[PATCH] memcg: Optimize exit to user space

Thomas Gleixner posted 1 patch 1 month, 3 weeks ago
include/linux/memcontrol.h |    8 +++++++-
mm/memcontrol.c            |    4 ++--
2 files changed, 9 insertions(+), 3 deletions(-)
[PATCH] memcg: Optimize exit to user space
Posted by Thomas Gleixner 1 month, 3 weeks ago
memcg uses TIF_NOTIFY_RESUME to handle reclaiming on exit to user
space. TIF_NOTIFY_RESUME is a multiplexing TIF bit, which is utilized by
other entities as well.

This results in a unconditional mem_cgroup_handle_over_high() call for
every invocation of resume_user_mode_work(), which is a pointless
exercise as most of the time there is no reclaim work to do.

Especially since RSEQ is used by glibc, TIF_NOTIFY_RESUME is raised
quite frequently and the empty calls show up in exit path profiling.

Optimize this by doing a quick check of the reclaim condition before
invoking it.

Signed-off-by: Thomas Gleixner <tglx@linutronix.de>
Cc: Johannes Weiner <hannes@cmpxchg.org>
Cc: Michal Hocko <mhocko@kernel.org>
Cc: Roman Gushchin <roman.gushchin@linux.dev>
Cc: Shakeel Butt <shakeel.butt@linux.dev>
Cc: Muchun Song <muchun.song@linux.dev>
Cc: Andrew Morton <akpm@linux-foundation.org>
---
 include/linux/memcontrol.h |    8 +++++++-
 mm/memcontrol.c            |    4 ++--
 2 files changed, 9 insertions(+), 3 deletions(-)

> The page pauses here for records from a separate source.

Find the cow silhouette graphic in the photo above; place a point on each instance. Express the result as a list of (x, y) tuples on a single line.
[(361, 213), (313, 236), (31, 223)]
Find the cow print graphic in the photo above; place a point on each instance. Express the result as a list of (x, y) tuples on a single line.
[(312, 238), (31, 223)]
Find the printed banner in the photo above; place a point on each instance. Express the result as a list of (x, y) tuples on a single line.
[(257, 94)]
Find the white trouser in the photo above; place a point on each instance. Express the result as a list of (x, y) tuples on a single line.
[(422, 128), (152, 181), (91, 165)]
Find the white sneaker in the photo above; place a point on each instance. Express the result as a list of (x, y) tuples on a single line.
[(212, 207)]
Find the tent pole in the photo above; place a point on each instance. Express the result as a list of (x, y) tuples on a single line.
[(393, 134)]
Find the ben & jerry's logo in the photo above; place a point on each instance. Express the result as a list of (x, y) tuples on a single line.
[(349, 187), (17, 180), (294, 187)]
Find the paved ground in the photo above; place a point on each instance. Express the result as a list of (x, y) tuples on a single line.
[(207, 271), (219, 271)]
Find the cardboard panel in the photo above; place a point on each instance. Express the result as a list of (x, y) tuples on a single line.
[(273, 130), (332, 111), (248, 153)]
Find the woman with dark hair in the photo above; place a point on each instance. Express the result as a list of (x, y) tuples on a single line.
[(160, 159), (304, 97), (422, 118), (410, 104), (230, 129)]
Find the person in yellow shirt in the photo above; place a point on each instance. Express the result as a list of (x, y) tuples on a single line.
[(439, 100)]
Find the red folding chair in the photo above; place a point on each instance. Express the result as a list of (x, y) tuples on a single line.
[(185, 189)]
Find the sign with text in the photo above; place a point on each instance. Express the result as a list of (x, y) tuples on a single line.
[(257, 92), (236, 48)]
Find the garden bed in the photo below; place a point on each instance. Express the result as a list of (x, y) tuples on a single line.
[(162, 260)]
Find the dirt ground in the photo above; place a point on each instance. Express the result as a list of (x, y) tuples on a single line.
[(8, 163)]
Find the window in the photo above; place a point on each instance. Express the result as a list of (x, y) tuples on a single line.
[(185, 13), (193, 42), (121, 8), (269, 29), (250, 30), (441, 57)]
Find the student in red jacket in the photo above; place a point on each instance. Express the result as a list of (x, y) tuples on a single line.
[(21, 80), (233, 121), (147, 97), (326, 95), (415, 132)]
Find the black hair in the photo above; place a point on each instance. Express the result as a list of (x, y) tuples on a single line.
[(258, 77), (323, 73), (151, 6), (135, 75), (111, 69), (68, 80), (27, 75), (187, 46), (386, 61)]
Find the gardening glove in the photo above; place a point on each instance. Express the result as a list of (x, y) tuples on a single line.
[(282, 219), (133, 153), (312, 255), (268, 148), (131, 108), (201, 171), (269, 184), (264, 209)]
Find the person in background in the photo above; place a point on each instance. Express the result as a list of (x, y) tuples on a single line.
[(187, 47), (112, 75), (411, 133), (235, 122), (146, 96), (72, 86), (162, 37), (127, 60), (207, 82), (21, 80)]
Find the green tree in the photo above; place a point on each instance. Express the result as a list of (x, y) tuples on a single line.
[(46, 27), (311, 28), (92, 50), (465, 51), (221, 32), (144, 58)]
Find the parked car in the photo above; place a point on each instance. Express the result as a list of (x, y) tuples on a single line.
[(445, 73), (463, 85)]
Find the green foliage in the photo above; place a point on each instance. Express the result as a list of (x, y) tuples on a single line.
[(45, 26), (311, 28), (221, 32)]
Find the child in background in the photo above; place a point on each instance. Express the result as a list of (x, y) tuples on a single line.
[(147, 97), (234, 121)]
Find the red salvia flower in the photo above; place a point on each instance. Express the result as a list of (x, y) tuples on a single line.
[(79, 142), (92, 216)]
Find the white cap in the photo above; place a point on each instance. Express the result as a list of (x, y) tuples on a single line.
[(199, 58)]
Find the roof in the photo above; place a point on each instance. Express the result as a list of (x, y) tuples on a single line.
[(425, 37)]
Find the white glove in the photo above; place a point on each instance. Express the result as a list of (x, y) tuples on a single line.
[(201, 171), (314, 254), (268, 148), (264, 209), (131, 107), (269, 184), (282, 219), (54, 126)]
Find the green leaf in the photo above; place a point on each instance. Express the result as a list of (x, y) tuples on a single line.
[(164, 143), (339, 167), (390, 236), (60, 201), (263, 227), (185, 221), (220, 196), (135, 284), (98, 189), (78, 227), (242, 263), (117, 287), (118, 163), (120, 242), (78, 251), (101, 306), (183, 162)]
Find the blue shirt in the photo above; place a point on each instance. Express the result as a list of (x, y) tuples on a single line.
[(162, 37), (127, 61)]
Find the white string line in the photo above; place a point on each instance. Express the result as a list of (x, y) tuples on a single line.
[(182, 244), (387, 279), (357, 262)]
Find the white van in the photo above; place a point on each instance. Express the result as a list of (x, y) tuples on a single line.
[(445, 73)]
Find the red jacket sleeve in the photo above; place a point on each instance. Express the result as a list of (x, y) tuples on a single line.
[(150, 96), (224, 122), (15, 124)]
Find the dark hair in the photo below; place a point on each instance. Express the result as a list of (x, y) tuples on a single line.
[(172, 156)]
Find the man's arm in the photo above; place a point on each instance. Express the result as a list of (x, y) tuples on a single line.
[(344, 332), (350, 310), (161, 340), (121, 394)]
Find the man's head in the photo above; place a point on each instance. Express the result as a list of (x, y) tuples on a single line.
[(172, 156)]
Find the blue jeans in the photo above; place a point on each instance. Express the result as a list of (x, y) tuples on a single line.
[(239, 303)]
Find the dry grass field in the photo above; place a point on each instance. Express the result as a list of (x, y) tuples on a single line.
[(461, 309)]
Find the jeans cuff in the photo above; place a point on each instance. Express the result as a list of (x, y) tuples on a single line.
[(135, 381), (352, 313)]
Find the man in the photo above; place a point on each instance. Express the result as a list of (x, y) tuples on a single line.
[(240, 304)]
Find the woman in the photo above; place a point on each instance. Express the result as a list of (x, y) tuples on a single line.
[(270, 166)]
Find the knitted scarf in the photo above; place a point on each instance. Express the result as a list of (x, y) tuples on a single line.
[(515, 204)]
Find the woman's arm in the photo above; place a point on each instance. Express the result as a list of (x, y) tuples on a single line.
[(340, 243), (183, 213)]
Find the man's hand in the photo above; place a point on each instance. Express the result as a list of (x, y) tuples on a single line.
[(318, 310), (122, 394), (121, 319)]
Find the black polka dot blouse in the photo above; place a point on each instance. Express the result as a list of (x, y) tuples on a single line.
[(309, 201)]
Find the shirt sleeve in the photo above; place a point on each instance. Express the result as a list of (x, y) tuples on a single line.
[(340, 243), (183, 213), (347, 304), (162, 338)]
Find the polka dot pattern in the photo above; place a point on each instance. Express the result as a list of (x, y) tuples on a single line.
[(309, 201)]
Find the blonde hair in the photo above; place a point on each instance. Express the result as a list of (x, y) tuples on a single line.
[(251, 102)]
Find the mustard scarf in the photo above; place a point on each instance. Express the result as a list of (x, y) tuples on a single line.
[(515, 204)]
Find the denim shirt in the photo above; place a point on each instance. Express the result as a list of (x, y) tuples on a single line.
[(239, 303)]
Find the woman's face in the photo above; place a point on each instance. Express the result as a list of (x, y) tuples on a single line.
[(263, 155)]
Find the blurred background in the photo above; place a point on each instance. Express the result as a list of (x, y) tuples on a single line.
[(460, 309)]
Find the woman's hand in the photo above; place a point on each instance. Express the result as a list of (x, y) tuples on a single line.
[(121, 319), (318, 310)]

--- a/include/linux/memcontrol.h
+++ b/include/linux/memcontrol.h
@@ -900,7 +900,13 @@ unsigned long mem_cgroup_get_zone_lru_si
 	return READ_ONCE(mz->lru_zone_size[zone_idx][lru]);
 }
 
-void mem_cgroup_handle_over_high(gfp_t gfp_mask);
+void __mem_cgroup_handle_over_high(gfp_t gfp_mask);
+
+static inline void mem_cgroup_handle_over_high(gfp_t gfp_mask)
+{
+	if (unlikely(current->memcg_nr_pages_over_high))
+		__mem_cgroup_handle_over_high(gfp_mask);
+}
 
 unsigned long mem_cgroup_get_max(struct mem_cgroup *memcg);
 
--- a/mm/memcontrol.c
+++ b/mm/memcontrol.c
@@ -2203,7 +2203,7 @@ static unsigned long calculate_high_dela
  * try_charge() (context permitting), as well as from the userland
  * return path where reclaim is always able to block.
  */
-void mem_cgroup_handle_over_high(gfp_t gfp_mask)
+void __mem_cgroup_handle_over_high(gfp_t gfp_mask)
 {
 	unsigned long penalty_jiffies;
 	unsigned long pflags;
@@ -2486,7 +2486,7 @@ static int try_charge_memcg(struct mem_c
 	if (current->memcg_nr_pages_over_high > MEMCG_CHARGE_BATCH &&
 	    !(current->flags & PF_MEMALLOC) &&
 	    gfpflags_allow_blocking(gfp_mask))
-		mem_cgroup_handle_over_high(gfp_mask);
+		__mem_cgroup_handle_over_high(gfp_mask);
 	return 0;
 }
Re: [PATCH] memcg: Optimize exit to user space
Posted by Shakeel Butt 1 month, 3 weeks ago
On Wed, Aug 13, 2025 at 04:57:55PM +0200, Thomas Gleixner wrote:
> memcg uses TIF_NOTIFY_RESUME to handle reclaiming on exit to user
> space. TIF_NOTIFY_RESUME is a multiplexing TIF bit, which is utilized by
> other entities as well.
> 
> This results in a unconditional mem_cgroup_handle_over_high() call for
> every invocation of resume_user_mode_work(), which is a pointless
> exercise as most of the time there is no reclaim work to do.
> 
> Especially since RSEQ is used by glibc, TIF_NOTIFY_RESUME is raised
> quite frequently and the empty calls show up in exit path profiling.
> 
> Optimize this by doing a quick check of the reclaim condition before
> invoking it.
> 
> Signed-off-by: Thomas Gleixner <tglx@linutronix.de>
> Cc: Johannes Weiner <hannes@cmpxchg.org>
> Cc: Michal Hocko <mhocko@kernel.org>
> Cc: Roman Gushchin <roman.gushchin@linux.dev>
> Cc: Shakeel Butt <shakeel.butt@linux.dev>
> Cc: Muchun Song <muchun.song@linux.dev>
> Cc: Andrew Morton <akpm@linux-foundation.org>

Acked-by: Shakeel Butt <shakeel.butt@linux.dev>

Since this is seen in profiling data and it is simple enough, I think it
is worth backporting to stable trees as well.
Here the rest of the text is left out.